CEDC And Russian Standard Agree To Revised Transaction
Terms of the Revised Transaction
Effective immediately, RTL has released contractual restrictions on $50 million in cash previously invested in CEDC to allow CEDC to use this cash for working capital and general corporate purposes, and committed to make available a $15 million revolving credit facility to CEDC (drawable no earlier than February 1, 2013), subject to definitive documentation and the provision of reasonably satisfactory security by CEDC. Russian Standard has also committed to provide CEDC with up to $107 million of new capital (reduced by the amount of the commitment under the new revolving credit facility) subject to and conditional upon an overall restructuring of CEDC's capital structure that is acceptable to CEDC and Russian Standard.
In exchange, CEDC will provide guarantees and liens on assets of its subsidiaries in respect of the debt currently evidenced by $50 million of senior CEDC notes held by Russian Standard. In addition, CEDC has agreed to certain corporate governance changes, including:
- The creation of an Operational Management Committee to oversee all day-to-day business and operational management of CEDC with CEDC management to report directly to this committee. The Operational Management Committee will consist of Mr. Roustam Tariko, Mr. Scott Fine and another CEDC board member nominated by Russian Standard.

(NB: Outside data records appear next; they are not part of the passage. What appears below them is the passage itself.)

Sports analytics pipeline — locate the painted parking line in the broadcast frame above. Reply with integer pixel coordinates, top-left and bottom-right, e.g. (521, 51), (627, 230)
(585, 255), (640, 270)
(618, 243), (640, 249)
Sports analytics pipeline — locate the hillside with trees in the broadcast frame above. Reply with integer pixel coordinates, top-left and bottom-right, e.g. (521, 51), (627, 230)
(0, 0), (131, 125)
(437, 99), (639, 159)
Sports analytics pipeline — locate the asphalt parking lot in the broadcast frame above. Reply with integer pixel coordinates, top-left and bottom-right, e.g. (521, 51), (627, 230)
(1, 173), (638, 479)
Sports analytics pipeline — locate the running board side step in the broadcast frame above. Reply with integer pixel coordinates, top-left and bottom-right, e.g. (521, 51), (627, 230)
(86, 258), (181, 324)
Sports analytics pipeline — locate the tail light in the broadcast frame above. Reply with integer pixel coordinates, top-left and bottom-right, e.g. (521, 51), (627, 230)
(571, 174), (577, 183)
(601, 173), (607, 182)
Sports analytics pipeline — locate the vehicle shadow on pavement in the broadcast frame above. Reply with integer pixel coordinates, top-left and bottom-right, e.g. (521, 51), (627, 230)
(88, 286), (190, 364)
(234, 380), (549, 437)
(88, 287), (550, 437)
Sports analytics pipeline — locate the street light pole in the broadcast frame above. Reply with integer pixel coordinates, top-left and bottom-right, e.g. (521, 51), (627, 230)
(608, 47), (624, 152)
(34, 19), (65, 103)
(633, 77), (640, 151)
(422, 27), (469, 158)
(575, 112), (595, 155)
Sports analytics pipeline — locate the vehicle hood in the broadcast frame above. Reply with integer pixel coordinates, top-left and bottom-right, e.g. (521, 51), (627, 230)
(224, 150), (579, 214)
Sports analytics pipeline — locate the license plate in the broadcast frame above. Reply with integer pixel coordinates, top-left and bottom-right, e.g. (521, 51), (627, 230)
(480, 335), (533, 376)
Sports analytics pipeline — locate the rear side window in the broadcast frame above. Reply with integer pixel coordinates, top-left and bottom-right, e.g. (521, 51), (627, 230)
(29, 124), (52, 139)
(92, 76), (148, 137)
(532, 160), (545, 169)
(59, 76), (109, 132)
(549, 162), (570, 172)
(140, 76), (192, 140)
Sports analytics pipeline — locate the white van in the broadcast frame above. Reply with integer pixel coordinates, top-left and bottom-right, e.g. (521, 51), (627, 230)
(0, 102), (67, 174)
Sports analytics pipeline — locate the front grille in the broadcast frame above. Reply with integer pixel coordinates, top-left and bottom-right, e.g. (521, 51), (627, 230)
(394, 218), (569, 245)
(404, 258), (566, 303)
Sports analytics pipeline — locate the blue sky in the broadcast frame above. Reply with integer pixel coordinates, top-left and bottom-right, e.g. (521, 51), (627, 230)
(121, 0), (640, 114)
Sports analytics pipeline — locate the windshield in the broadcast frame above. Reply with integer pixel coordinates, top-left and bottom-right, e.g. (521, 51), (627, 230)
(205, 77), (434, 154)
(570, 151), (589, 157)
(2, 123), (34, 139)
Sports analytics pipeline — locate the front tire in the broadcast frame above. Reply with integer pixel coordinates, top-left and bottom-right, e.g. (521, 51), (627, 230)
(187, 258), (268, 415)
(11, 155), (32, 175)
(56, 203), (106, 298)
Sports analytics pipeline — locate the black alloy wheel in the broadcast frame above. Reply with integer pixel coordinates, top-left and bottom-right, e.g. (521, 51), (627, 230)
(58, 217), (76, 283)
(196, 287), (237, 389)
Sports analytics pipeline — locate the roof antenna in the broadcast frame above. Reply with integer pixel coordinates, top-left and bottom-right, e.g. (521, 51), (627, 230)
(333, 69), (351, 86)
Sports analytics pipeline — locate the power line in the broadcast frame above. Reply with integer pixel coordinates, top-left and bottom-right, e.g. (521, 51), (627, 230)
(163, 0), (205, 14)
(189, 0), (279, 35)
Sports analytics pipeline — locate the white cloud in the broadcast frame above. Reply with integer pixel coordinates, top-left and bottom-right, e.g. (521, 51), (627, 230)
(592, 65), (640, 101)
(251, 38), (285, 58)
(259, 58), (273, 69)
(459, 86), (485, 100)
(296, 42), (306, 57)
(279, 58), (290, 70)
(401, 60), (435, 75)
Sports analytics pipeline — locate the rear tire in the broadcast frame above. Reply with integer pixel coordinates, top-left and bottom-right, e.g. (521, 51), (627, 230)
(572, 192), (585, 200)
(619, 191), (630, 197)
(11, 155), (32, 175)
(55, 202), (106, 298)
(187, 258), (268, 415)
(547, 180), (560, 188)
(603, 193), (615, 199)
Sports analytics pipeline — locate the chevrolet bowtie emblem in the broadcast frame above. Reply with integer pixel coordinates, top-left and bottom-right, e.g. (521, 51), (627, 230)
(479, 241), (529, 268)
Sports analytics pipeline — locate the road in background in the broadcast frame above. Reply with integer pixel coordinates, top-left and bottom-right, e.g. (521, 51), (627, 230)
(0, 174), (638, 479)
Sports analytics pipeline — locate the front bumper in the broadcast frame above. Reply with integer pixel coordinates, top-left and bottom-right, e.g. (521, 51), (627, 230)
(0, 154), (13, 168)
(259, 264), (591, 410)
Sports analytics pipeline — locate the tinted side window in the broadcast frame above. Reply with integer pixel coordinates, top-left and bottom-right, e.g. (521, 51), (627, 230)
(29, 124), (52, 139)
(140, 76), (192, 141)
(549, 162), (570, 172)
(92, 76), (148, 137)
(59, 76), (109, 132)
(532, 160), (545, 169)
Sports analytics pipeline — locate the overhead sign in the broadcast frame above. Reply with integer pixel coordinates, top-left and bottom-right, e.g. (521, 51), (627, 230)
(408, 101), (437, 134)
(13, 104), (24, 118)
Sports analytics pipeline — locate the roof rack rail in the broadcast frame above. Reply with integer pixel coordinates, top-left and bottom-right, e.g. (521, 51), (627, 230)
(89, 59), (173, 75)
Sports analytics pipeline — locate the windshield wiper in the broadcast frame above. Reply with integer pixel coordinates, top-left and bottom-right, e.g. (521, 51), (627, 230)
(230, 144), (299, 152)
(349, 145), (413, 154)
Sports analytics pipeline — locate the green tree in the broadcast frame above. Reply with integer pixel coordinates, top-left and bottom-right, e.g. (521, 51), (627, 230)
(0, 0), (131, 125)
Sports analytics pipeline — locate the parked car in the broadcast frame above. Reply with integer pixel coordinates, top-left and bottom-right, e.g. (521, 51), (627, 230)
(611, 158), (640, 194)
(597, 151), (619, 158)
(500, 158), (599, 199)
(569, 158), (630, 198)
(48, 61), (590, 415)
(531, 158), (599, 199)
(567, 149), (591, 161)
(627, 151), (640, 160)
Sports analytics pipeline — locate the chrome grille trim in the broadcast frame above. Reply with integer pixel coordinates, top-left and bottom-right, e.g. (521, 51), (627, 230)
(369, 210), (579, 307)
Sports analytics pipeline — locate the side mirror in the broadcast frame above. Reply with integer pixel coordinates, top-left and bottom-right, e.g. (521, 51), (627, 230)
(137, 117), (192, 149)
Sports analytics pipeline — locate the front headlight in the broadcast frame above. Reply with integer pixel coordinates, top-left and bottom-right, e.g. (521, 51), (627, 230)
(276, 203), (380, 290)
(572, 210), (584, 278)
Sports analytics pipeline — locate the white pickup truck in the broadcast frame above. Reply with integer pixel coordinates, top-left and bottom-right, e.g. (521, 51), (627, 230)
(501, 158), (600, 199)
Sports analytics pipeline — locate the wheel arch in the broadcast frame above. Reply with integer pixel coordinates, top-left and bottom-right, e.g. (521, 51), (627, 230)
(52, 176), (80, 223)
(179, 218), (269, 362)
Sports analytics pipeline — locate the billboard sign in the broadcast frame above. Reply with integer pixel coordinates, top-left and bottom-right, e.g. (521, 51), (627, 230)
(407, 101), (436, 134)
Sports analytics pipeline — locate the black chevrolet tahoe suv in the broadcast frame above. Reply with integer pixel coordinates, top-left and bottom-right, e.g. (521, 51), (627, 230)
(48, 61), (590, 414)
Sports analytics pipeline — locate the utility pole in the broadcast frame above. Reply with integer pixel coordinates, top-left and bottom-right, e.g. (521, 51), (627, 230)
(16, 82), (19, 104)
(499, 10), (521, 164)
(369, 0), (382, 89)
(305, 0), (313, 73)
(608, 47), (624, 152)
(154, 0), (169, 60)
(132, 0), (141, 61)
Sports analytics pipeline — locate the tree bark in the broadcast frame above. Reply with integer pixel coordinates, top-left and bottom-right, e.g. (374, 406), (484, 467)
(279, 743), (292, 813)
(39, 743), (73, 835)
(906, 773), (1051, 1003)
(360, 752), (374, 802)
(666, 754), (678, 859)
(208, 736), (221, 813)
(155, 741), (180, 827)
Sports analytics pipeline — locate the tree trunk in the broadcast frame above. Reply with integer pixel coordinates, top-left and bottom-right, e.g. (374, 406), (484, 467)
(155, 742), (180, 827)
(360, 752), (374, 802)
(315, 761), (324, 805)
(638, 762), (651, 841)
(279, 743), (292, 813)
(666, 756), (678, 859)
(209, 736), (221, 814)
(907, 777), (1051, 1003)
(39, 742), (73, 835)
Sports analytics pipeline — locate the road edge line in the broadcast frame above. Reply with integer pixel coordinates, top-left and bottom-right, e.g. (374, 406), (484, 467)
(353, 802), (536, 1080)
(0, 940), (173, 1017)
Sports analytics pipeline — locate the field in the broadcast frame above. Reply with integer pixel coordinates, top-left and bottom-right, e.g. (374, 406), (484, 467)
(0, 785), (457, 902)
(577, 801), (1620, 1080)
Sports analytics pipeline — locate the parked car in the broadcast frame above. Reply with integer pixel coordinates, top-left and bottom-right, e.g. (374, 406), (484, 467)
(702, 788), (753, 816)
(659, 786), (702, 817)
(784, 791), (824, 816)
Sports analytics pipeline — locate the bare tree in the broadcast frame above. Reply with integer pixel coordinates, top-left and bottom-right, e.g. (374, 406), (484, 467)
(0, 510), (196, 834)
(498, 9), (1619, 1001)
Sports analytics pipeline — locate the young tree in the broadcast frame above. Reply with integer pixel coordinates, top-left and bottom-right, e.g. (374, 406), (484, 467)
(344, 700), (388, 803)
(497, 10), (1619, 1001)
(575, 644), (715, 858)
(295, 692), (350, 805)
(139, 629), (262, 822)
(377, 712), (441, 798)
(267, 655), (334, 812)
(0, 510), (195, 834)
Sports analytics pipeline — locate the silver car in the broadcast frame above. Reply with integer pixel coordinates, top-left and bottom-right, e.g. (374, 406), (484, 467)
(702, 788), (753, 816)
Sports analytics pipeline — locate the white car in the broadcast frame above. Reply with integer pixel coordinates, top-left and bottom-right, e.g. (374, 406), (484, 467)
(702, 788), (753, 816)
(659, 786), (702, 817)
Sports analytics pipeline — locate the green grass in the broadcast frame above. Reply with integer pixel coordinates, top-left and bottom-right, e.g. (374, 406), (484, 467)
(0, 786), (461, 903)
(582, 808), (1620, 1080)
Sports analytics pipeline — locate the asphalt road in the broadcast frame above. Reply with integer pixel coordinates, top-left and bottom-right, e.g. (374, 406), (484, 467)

- The creation of a Restructuring Committee with full responsibility for all matters related to any restructuring of CEDC's capital. The Restructuring Committee will consist of three non-Russian Standard directors and Mr. Roustam Tariko.
- The appointment of Grant Winterton, the current Chief Executive Officer of the Russian Alcohol Group - a CEDC subsidiary, as Chief Executive Officer of CEDC effective January 10, 2013.
CEDC and Russian Standard have also reached agreement on the slate of directors to be proposed at the next annual general meeting of CEDC shareholders, which will be convened as soon as practicable. The slate of directors will consist of three directors nominated by Russian Standard and three directors nominated by non-Russian Standard directors. In addition, shareholders will be given the opportunity to elect a seventh director from among two candidates, one nominated by Russian Standard and one by the non-Russian Standard directors.